Pero si la imposibilidad del crecimiento en la gracia no tiene fundamento en la naturaleza misma de la gracia, ¿no lo tendrá acaso en la capacidad misma del sujeto que la recibe? La gracia derramada en el alma de la Virgen en el instante en que se encarnó en Ella el Verbo divino, no sería por sí misma incompatible con otros grados de perfección; pero, ¿no pudo ocurrir que llenase totalmente el vaso? Aunque podemos sácar agua del mar indefinidamente, no podremos echar ni una gota más en un vaso ya enteramente lleno.

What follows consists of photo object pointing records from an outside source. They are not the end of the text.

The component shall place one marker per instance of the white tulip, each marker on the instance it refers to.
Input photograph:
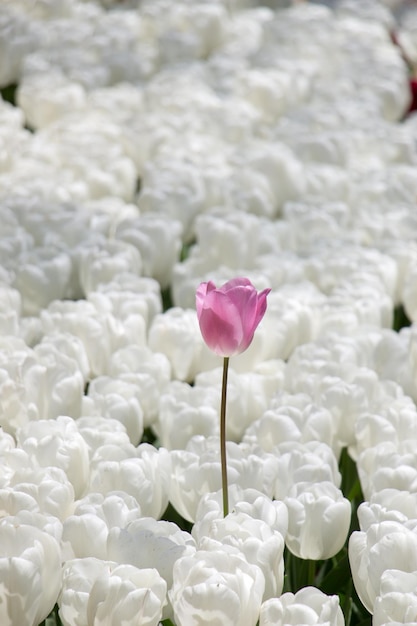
(397, 600)
(147, 543)
(101, 431)
(49, 486)
(117, 399)
(304, 463)
(196, 471)
(387, 545)
(249, 501)
(307, 606)
(186, 411)
(256, 541)
(144, 474)
(96, 591)
(30, 565)
(216, 588)
(57, 443)
(318, 520)
(127, 595)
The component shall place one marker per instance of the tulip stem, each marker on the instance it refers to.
(223, 437)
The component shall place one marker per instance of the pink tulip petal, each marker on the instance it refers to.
(201, 293)
(220, 324)
(229, 316)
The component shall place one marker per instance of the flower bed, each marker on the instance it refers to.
(151, 146)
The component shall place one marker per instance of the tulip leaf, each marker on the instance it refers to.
(400, 318)
(166, 299)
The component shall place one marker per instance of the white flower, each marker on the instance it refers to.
(57, 443)
(318, 520)
(307, 606)
(147, 543)
(311, 462)
(177, 335)
(100, 332)
(255, 540)
(42, 275)
(293, 418)
(49, 486)
(117, 399)
(30, 564)
(389, 504)
(149, 371)
(249, 501)
(102, 263)
(130, 296)
(127, 595)
(388, 466)
(143, 474)
(185, 411)
(397, 600)
(387, 545)
(196, 471)
(95, 591)
(216, 588)
(158, 241)
(248, 394)
(86, 531)
(100, 431)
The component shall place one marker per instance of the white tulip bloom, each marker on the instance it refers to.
(248, 393)
(49, 486)
(388, 466)
(127, 595)
(96, 591)
(389, 504)
(311, 462)
(255, 540)
(158, 240)
(131, 294)
(387, 545)
(318, 520)
(176, 334)
(30, 565)
(186, 411)
(148, 543)
(43, 275)
(397, 600)
(293, 419)
(248, 501)
(307, 606)
(149, 371)
(144, 474)
(57, 443)
(86, 531)
(116, 399)
(216, 588)
(100, 332)
(196, 471)
(101, 431)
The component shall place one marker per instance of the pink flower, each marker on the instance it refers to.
(229, 316)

Esta comparación no prueba nada, porque no puede decirse lo mismo de la gracia que de un líquido material. Los favores sobrenaturales, lejos de obstruir la capacidad de su recipiente, la dilatan y la abren para nuevas efusiones. Cuando más amáis a Dios, cuando más participáis de su gracia, tanto más os hacéis capaces de recibir los efectos de la divina bondad. La gracia y la caridad están íntimamente ligadas: el progreso en la una es perfeccionamiento de la otra. Y ¿quién no sabe que amando se adquieren nuevas fuerzas para amar? El corazón, amando, se anima y excita, y el Espíritu Santo, que lo posee, le inspira nuevo vigor para amar más cada día. Poner límites al amor es ignorar la naturaleza y las leyes del amor; porque cuanto más ama, más quiere y más puede amar.
Por tanto, la gracia llama a la gracia, y la plenitud a una plenitud siempre creciente. Si queréis una comparación tomada de las cosas materiales, ved cómo los cauces de los ríos se van ensanchando y creciendo en la misma medida que van creciendo las aguas que les llegan de las montañas. Por consiguiente, no había en la Madre de Dios, a pesar de su plenitud, impedimento alguno que se opusiese a su crecimiento en la gracia.

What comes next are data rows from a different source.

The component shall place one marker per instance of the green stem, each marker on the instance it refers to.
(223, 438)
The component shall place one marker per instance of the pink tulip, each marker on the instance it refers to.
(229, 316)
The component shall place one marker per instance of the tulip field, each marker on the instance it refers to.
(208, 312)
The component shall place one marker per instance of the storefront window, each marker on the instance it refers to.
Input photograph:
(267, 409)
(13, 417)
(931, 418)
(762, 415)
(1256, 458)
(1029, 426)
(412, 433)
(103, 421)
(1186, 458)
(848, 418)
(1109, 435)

Oigamos a Suárez: "La plenitud de la Bienaventurada Virgen no era incompatible con un crecimiento continuo de gracia. Siempre, y ya desde el primer instante de su Concepción, estuvo llena de gracia, plena gratia, porque siempre tuvo la medida de gracia y de privilegios que correspondía a la condición en que se hallaba; por lo cual debía recibir siempre una plenitud mayor, porque así lo pedían su dignidad creciente y sus méritos. Por esto, de la misma manera que su cualidad de Madre de Dios no exigía que fuese, en la hora misma de alcanzarla coronada con la gloria celestial, así tampoco exigía que recibiese inmediatamente todo el aumento de gracia definido por la divina Providencia, sino sólo aquel que correspondía al estado de vía, es decir, un aumento que bastase para llegar un día a la gracia consumada de una Madre de Dios. En este sentido puede decirse que en el instante en que concibió a su Hijo recibió toda su perfección de gracia, no formalmente en sí misma, sino virtualmente, y en su fuente" (Suár., de Myster vitae Christi, D. 18, S. 1, versus finem). Asentemos, pues, como principio incontestable, que el crecimiento de la gracia en María no tuvo otros límites que su entrada en el estado de término, es decir, su muerte bienaventurada.
Por demás sería que, para debilitar esta doctrina, se adujese el ejemplo de Nuestro Señor, cuya gracia creada recibió desde el primer instante su total plenitud. El Doctor Angélico responde, en la Suma Teológica: "Es cosa manifiesta que la gracia de Cristo no podía crecer, ni por parte de la gracia misma, ni por parte del sujeto; porque Cristo, en cuanto hombre, fue desde el primer instante de su Concepción plena y verdaderamente comprensor. Por esto, no podía progresar en gracia, como no pueden progresar los otros bienaventurados, pues ya llegaron al término. En cuanto a los hombres que están todavía puramente en la vía, la gracia puede crecer siempre en ellos, así por parte de la forma, porque la gracia no ha alcanzado todavía en ellos el grado supremo, como por parte del sujeto, porque aún no han llegado al término" (S. Thom., 3 p., q. 7, a. 12). Ahora bien: la gloriosísima Virgen, aun después de la concepción del Salvador, estaba plenamente en la vía; sería temeridad afirmar que ya entonces poseía la visión de Dios cara a cara, que es lo que constituye al hombre en estado de comprensor.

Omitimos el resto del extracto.